[17 maart 1887
Ingezonden brief in De Amsterdammer]
17 maart 1887
Ingezonden brief in De Amsterdammer betreffende de briefuitgave, met redaktioneel kommentaar. (fotokopie M.M.)
Ingezonden Stukken.
Brieven van Multatuli.
M. de R.!
De aanvraag van mevr. D.D., ondersteund door den heer Vitus B. heeft op vele vereerders van Multatuli een zonderlingen indruk gemaakt. De overledene had gedurende zijn leven vele vrienden, en daar hij aan degenen die hem in dit opzicht na stonden, steeds een blik liet slaan in zijn geheele ziel, was ook de briefwisseling vertrouwelijk. Omgekeerd is hij een leider en raadsman geweest van velen die als zoodanig tot hem opzagen, en dezen hebben hem vertrouwelijke mededelingen gedaan.

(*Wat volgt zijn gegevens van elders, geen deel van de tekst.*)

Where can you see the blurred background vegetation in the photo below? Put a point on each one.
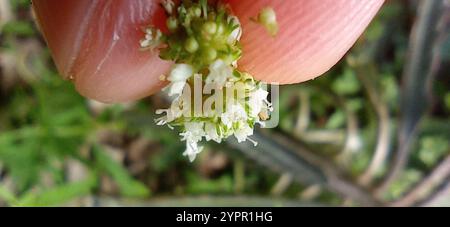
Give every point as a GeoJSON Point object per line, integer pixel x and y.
{"type": "Point", "coordinates": [374, 131]}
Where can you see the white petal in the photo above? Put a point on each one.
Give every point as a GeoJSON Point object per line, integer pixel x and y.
{"type": "Point", "coordinates": [237, 33]}
{"type": "Point", "coordinates": [192, 149]}
{"type": "Point", "coordinates": [180, 72]}
{"type": "Point", "coordinates": [176, 88]}
{"type": "Point", "coordinates": [243, 132]}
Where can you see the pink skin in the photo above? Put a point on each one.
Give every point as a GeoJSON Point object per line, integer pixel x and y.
{"type": "Point", "coordinates": [96, 43]}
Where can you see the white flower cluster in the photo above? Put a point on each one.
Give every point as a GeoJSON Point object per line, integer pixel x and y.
{"type": "Point", "coordinates": [238, 118]}
{"type": "Point", "coordinates": [203, 40]}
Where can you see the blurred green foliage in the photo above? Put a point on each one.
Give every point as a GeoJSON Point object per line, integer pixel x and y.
{"type": "Point", "coordinates": [45, 125]}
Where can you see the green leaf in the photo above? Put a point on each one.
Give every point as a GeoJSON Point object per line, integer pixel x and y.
{"type": "Point", "coordinates": [127, 185]}
{"type": "Point", "coordinates": [59, 195]}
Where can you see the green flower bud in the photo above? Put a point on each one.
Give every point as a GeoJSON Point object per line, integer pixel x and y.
{"type": "Point", "coordinates": [191, 45]}
{"type": "Point", "coordinates": [172, 23]}
{"type": "Point", "coordinates": [196, 11]}
{"type": "Point", "coordinates": [268, 18]}
{"type": "Point", "coordinates": [210, 54]}
{"type": "Point", "coordinates": [209, 28]}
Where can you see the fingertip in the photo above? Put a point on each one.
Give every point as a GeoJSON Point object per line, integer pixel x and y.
{"type": "Point", "coordinates": [313, 36]}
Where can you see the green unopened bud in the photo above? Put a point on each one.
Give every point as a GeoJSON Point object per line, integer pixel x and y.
{"type": "Point", "coordinates": [268, 18]}
{"type": "Point", "coordinates": [172, 23]}
{"type": "Point", "coordinates": [191, 45]}
{"type": "Point", "coordinates": [209, 28]}
{"type": "Point", "coordinates": [210, 54]}
{"type": "Point", "coordinates": [195, 11]}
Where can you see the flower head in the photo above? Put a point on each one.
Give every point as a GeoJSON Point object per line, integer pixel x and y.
{"type": "Point", "coordinates": [219, 72]}
{"type": "Point", "coordinates": [178, 76]}
{"type": "Point", "coordinates": [209, 47]}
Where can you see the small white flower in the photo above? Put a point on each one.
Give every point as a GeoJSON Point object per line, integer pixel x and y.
{"type": "Point", "coordinates": [237, 33]}
{"type": "Point", "coordinates": [177, 109]}
{"type": "Point", "coordinates": [235, 113]}
{"type": "Point", "coordinates": [219, 72]}
{"type": "Point", "coordinates": [194, 131]}
{"type": "Point", "coordinates": [152, 38]}
{"type": "Point", "coordinates": [178, 76]}
{"type": "Point", "coordinates": [192, 150]}
{"type": "Point", "coordinates": [211, 133]}
{"type": "Point", "coordinates": [193, 134]}
{"type": "Point", "coordinates": [168, 5]}
{"type": "Point", "coordinates": [243, 132]}
{"type": "Point", "coordinates": [258, 102]}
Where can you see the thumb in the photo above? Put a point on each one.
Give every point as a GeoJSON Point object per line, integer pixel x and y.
{"type": "Point", "coordinates": [313, 36]}
{"type": "Point", "coordinates": [96, 44]}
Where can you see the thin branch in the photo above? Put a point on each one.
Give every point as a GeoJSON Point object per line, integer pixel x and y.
{"type": "Point", "coordinates": [384, 128]}
{"type": "Point", "coordinates": [290, 156]}
{"type": "Point", "coordinates": [414, 103]}
{"type": "Point", "coordinates": [423, 188]}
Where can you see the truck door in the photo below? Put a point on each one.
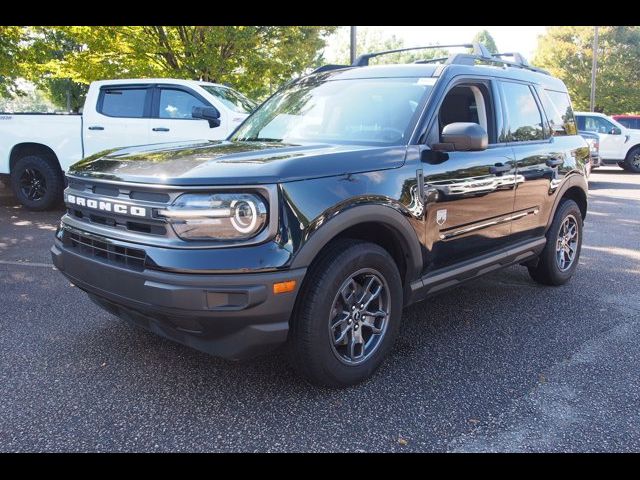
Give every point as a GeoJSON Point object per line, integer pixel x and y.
{"type": "Point", "coordinates": [172, 120]}
{"type": "Point", "coordinates": [120, 119]}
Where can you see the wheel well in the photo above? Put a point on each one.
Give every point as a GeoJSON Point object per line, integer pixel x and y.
{"type": "Point", "coordinates": [381, 235]}
{"type": "Point", "coordinates": [25, 149]}
{"type": "Point", "coordinates": [577, 195]}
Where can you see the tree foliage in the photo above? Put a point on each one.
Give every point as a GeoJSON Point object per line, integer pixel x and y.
{"type": "Point", "coordinates": [567, 53]}
{"type": "Point", "coordinates": [254, 59]}
{"type": "Point", "coordinates": [484, 37]}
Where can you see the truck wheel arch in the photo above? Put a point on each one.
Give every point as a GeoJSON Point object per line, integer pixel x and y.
{"type": "Point", "coordinates": [28, 148]}
{"type": "Point", "coordinates": [386, 216]}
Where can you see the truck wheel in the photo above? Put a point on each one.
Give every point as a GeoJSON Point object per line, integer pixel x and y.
{"type": "Point", "coordinates": [37, 183]}
{"type": "Point", "coordinates": [347, 315]}
{"type": "Point", "coordinates": [632, 162]}
{"type": "Point", "coordinates": [559, 259]}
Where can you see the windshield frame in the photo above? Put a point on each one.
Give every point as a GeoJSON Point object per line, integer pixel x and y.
{"type": "Point", "coordinates": [224, 101]}
{"type": "Point", "coordinates": [326, 77]}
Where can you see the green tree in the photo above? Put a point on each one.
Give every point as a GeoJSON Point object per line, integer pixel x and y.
{"type": "Point", "coordinates": [10, 59]}
{"type": "Point", "coordinates": [254, 59]}
{"type": "Point", "coordinates": [567, 53]}
{"type": "Point", "coordinates": [484, 37]}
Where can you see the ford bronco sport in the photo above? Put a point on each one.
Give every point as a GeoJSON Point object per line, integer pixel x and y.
{"type": "Point", "coordinates": [349, 194]}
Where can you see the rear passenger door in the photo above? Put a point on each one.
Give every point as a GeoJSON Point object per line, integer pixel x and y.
{"type": "Point", "coordinates": [120, 119]}
{"type": "Point", "coordinates": [543, 151]}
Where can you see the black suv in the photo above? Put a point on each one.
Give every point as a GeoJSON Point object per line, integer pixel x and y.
{"type": "Point", "coordinates": [347, 195]}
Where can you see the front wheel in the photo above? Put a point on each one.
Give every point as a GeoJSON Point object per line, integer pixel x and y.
{"type": "Point", "coordinates": [347, 316]}
{"type": "Point", "coordinates": [37, 183]}
{"type": "Point", "coordinates": [559, 259]}
{"type": "Point", "coordinates": [632, 162]}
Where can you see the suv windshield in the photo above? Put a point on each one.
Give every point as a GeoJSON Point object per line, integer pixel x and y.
{"type": "Point", "coordinates": [232, 99]}
{"type": "Point", "coordinates": [372, 111]}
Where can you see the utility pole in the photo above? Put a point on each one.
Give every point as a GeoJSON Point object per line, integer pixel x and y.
{"type": "Point", "coordinates": [353, 44]}
{"type": "Point", "coordinates": [594, 67]}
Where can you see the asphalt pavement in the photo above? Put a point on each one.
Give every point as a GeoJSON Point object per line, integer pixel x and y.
{"type": "Point", "coordinates": [499, 364]}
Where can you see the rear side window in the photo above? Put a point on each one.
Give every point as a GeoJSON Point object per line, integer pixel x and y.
{"type": "Point", "coordinates": [557, 106]}
{"type": "Point", "coordinates": [177, 104]}
{"type": "Point", "coordinates": [124, 103]}
{"type": "Point", "coordinates": [524, 121]}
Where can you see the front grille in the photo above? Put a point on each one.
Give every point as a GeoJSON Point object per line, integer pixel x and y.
{"type": "Point", "coordinates": [131, 258]}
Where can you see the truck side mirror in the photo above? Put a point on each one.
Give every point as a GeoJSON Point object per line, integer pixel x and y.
{"type": "Point", "coordinates": [207, 113]}
{"type": "Point", "coordinates": [463, 137]}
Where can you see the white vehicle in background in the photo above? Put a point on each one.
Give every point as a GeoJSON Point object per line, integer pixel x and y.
{"type": "Point", "coordinates": [618, 145]}
{"type": "Point", "coordinates": [36, 149]}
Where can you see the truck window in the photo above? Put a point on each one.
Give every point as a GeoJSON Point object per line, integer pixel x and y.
{"type": "Point", "coordinates": [524, 121]}
{"type": "Point", "coordinates": [125, 102]}
{"type": "Point", "coordinates": [557, 106]}
{"type": "Point", "coordinates": [177, 104]}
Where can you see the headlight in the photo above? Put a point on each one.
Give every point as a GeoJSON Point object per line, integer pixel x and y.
{"type": "Point", "coordinates": [217, 216]}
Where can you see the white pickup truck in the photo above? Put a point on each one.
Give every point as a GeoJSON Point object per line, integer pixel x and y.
{"type": "Point", "coordinates": [36, 149]}
{"type": "Point", "coordinates": [618, 144]}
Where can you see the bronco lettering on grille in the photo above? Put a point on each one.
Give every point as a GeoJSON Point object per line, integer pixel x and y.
{"type": "Point", "coordinates": [106, 206]}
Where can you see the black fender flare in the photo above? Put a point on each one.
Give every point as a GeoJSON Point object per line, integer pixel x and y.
{"type": "Point", "coordinates": [573, 180]}
{"type": "Point", "coordinates": [370, 213]}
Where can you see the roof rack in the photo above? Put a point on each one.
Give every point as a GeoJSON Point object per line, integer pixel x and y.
{"type": "Point", "coordinates": [479, 54]}
{"type": "Point", "coordinates": [478, 50]}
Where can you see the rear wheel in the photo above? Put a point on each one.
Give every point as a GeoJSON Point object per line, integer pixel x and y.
{"type": "Point", "coordinates": [37, 182]}
{"type": "Point", "coordinates": [347, 316]}
{"type": "Point", "coordinates": [559, 259]}
{"type": "Point", "coordinates": [632, 162]}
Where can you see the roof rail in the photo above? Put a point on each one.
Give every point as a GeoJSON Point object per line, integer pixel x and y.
{"type": "Point", "coordinates": [479, 50]}
{"type": "Point", "coordinates": [325, 68]}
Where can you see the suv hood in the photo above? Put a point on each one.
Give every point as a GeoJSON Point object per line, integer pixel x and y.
{"type": "Point", "coordinates": [234, 163]}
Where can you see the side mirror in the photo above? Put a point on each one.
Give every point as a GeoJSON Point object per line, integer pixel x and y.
{"type": "Point", "coordinates": [463, 137]}
{"type": "Point", "coordinates": [207, 113]}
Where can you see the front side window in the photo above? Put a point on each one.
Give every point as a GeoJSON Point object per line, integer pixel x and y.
{"type": "Point", "coordinates": [559, 112]}
{"type": "Point", "coordinates": [524, 122]}
{"type": "Point", "coordinates": [232, 99]}
{"type": "Point", "coordinates": [177, 104]}
{"type": "Point", "coordinates": [370, 111]}
{"type": "Point", "coordinates": [124, 102]}
{"type": "Point", "coordinates": [595, 124]}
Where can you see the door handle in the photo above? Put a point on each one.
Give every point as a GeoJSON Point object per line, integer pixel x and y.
{"type": "Point", "coordinates": [499, 168]}
{"type": "Point", "coordinates": [554, 162]}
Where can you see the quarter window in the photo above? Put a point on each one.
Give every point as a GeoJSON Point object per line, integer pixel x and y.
{"type": "Point", "coordinates": [524, 122]}
{"type": "Point", "coordinates": [177, 104]}
{"type": "Point", "coordinates": [124, 102]}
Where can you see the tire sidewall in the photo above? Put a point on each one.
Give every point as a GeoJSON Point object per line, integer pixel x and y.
{"type": "Point", "coordinates": [52, 179]}
{"type": "Point", "coordinates": [345, 264]}
{"type": "Point", "coordinates": [629, 160]}
{"type": "Point", "coordinates": [568, 207]}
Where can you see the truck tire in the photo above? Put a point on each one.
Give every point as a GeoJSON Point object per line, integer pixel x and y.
{"type": "Point", "coordinates": [37, 182]}
{"type": "Point", "coordinates": [347, 316]}
{"type": "Point", "coordinates": [559, 259]}
{"type": "Point", "coordinates": [632, 162]}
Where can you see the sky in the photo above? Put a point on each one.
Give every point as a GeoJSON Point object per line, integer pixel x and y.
{"type": "Point", "coordinates": [508, 39]}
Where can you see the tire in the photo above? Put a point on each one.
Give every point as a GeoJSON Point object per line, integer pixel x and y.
{"type": "Point", "coordinates": [548, 270]}
{"type": "Point", "coordinates": [632, 162]}
{"type": "Point", "coordinates": [37, 182]}
{"type": "Point", "coordinates": [311, 344]}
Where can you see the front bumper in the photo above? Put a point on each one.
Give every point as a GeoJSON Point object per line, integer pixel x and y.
{"type": "Point", "coordinates": [234, 316]}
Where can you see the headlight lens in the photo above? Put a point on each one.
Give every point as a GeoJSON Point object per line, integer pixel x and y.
{"type": "Point", "coordinates": [217, 216]}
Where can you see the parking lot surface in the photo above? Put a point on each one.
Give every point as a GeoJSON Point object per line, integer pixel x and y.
{"type": "Point", "coordinates": [499, 364]}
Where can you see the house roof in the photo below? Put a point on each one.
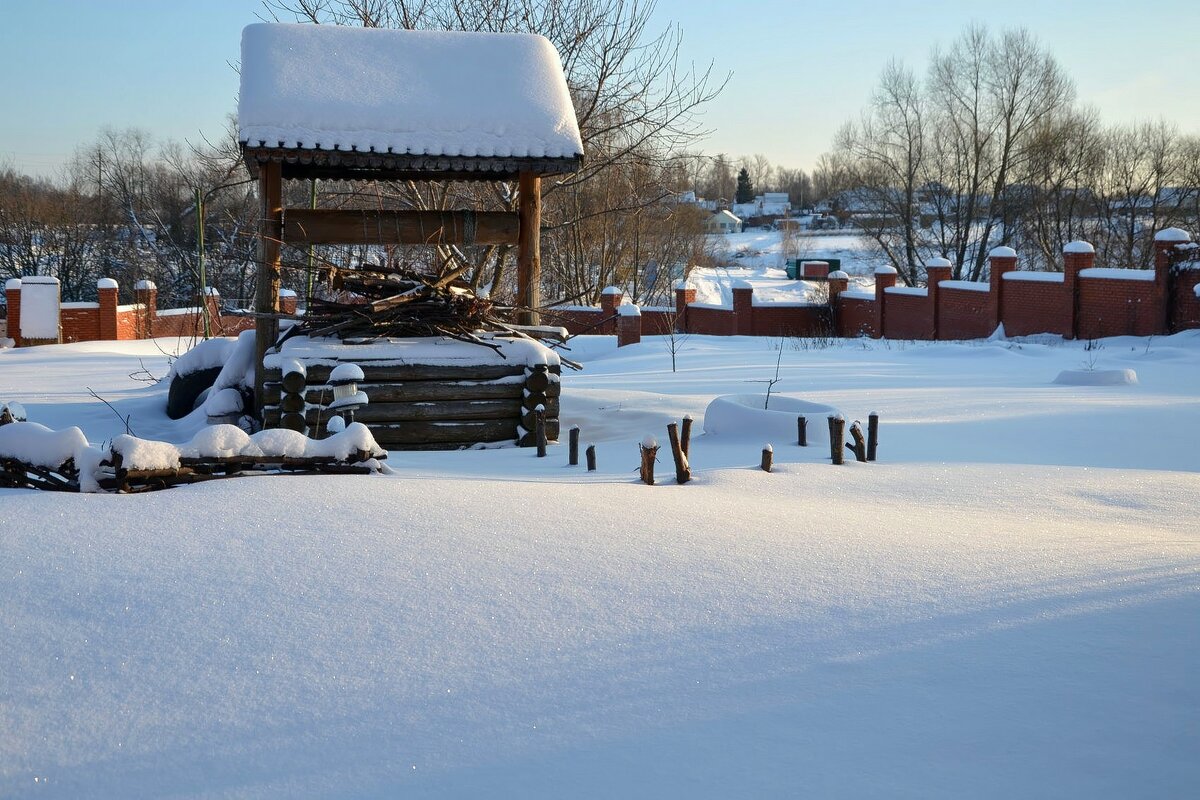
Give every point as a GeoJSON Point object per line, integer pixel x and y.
{"type": "Point", "coordinates": [336, 98]}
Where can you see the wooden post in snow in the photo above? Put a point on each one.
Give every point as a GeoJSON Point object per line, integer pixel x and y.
{"type": "Point", "coordinates": [529, 247]}
{"type": "Point", "coordinates": [267, 294]}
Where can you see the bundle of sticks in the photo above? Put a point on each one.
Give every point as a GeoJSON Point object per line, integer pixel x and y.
{"type": "Point", "coordinates": [371, 304]}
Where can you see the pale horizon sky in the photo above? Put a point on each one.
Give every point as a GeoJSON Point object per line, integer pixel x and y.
{"type": "Point", "coordinates": [799, 68]}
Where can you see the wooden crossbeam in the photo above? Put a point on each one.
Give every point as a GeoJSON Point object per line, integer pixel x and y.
{"type": "Point", "coordinates": [373, 227]}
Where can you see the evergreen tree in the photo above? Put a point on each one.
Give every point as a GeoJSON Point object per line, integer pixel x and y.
{"type": "Point", "coordinates": [745, 188]}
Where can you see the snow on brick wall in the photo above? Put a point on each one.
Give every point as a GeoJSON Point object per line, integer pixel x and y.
{"type": "Point", "coordinates": [39, 308]}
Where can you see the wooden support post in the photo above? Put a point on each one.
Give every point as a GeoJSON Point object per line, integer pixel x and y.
{"type": "Point", "coordinates": [873, 434]}
{"type": "Point", "coordinates": [267, 295]}
{"type": "Point", "coordinates": [529, 248]}
{"type": "Point", "coordinates": [859, 446]}
{"type": "Point", "coordinates": [649, 451]}
{"type": "Point", "coordinates": [837, 438]}
{"type": "Point", "coordinates": [683, 470]}
{"type": "Point", "coordinates": [540, 429]}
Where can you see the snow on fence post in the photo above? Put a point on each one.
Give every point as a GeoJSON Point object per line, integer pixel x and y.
{"type": "Point", "coordinates": [885, 278]}
{"type": "Point", "coordinates": [743, 308]}
{"type": "Point", "coordinates": [107, 290]}
{"type": "Point", "coordinates": [629, 325]}
{"type": "Point", "coordinates": [1165, 241]}
{"type": "Point", "coordinates": [1075, 256]}
{"type": "Point", "coordinates": [145, 294]}
{"type": "Point", "coordinates": [1000, 260]}
{"type": "Point", "coordinates": [936, 270]}
{"type": "Point", "coordinates": [12, 298]}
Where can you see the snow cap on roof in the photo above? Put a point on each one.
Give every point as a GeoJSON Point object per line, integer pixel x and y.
{"type": "Point", "coordinates": [406, 91]}
{"type": "Point", "coordinates": [1173, 234]}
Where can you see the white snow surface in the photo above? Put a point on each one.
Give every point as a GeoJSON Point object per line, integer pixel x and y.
{"type": "Point", "coordinates": [432, 92]}
{"type": "Point", "coordinates": [1002, 606]}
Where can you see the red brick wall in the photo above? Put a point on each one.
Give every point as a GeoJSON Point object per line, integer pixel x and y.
{"type": "Point", "coordinates": [1117, 307]}
{"type": "Point", "coordinates": [79, 324]}
{"type": "Point", "coordinates": [791, 320]}
{"type": "Point", "coordinates": [907, 317]}
{"type": "Point", "coordinates": [856, 317]}
{"type": "Point", "coordinates": [1035, 307]}
{"type": "Point", "coordinates": [964, 314]}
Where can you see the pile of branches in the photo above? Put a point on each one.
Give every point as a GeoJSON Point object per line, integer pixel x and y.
{"type": "Point", "coordinates": [370, 304]}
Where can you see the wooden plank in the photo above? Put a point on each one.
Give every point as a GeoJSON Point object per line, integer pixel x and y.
{"type": "Point", "coordinates": [402, 372]}
{"type": "Point", "coordinates": [529, 248]}
{"type": "Point", "coordinates": [382, 227]}
{"type": "Point", "coordinates": [267, 294]}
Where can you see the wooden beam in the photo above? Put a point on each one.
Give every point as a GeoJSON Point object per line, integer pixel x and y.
{"type": "Point", "coordinates": [529, 248]}
{"type": "Point", "coordinates": [375, 227]}
{"type": "Point", "coordinates": [267, 296]}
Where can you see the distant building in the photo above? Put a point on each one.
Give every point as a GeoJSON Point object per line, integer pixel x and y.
{"type": "Point", "coordinates": [723, 222]}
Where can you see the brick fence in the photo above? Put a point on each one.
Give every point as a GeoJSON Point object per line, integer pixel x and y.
{"type": "Point", "coordinates": [107, 320]}
{"type": "Point", "coordinates": [1083, 301]}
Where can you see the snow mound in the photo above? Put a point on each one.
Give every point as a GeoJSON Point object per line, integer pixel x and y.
{"type": "Point", "coordinates": [1097, 378]}
{"type": "Point", "coordinates": [744, 416]}
{"type": "Point", "coordinates": [39, 445]}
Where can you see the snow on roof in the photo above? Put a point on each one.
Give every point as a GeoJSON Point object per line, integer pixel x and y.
{"type": "Point", "coordinates": [1173, 234]}
{"type": "Point", "coordinates": [425, 92]}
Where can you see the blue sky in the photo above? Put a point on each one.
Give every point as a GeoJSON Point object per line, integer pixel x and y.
{"type": "Point", "coordinates": [799, 68]}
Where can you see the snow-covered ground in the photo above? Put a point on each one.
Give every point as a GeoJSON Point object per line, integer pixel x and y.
{"type": "Point", "coordinates": [1003, 606]}
{"type": "Point", "coordinates": [759, 258]}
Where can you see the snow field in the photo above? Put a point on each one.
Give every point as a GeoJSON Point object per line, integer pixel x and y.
{"type": "Point", "coordinates": [1003, 606]}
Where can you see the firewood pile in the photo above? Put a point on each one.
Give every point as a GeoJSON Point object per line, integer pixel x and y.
{"type": "Point", "coordinates": [372, 304]}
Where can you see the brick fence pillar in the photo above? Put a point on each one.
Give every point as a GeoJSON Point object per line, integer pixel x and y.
{"type": "Point", "coordinates": [885, 278]}
{"type": "Point", "coordinates": [610, 300]}
{"type": "Point", "coordinates": [145, 294]}
{"type": "Point", "coordinates": [629, 325]}
{"type": "Point", "coordinates": [743, 308]}
{"type": "Point", "coordinates": [107, 290]}
{"type": "Point", "coordinates": [1165, 241]}
{"type": "Point", "coordinates": [936, 270]}
{"type": "Point", "coordinates": [1000, 260]}
{"type": "Point", "coordinates": [684, 296]}
{"type": "Point", "coordinates": [12, 296]}
{"type": "Point", "coordinates": [1077, 256]}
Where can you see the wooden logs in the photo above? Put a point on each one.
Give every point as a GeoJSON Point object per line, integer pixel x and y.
{"type": "Point", "coordinates": [683, 470]}
{"type": "Point", "coordinates": [859, 446]}
{"type": "Point", "coordinates": [408, 227]}
{"type": "Point", "coordinates": [873, 434]}
{"type": "Point", "coordinates": [540, 429]}
{"type": "Point", "coordinates": [837, 437]}
{"type": "Point", "coordinates": [649, 452]}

Het verzoek, thans in de couranten, is zacht uitgedrukt, onbegrijpelijk naïef, doch degenen die de eer hadden met Multatuli briefwisseling te voeren, maken ook aanspraak op kieschheid.
De weduwe van Multatuli is niet ‘Tine’ uit den Max Havelaar, doch zij is eerst sedert betrekkelijk korten tijd de echtgenoote van D.D. geworden, en hare bevoegdheid om deelgenoote te zijn van de briefwisseling, voorheen en thans, met Multatuli gevoerd, is voor het minst twijfelachtig.
Sobat.Ga naar eind1.
Het spreekt wel van zelf dat ieder de vrijheid behoudt, brieven van Multatuli, die het een en ander betreffende ‘Tine’ bevatten, niet aan de weduwe van den heer D.D. af te staan. Brieven van zóó vertrouwelijken aard, dat zij zelfs mevr. de wed. D.D. niet ter inzage kunnen worden gegeven, zullen zeer zeker in het geheel niet gepubliceerd worden en vallen dus buiten het kader door den heer Vitus Bruinsma bedoeld.
Red.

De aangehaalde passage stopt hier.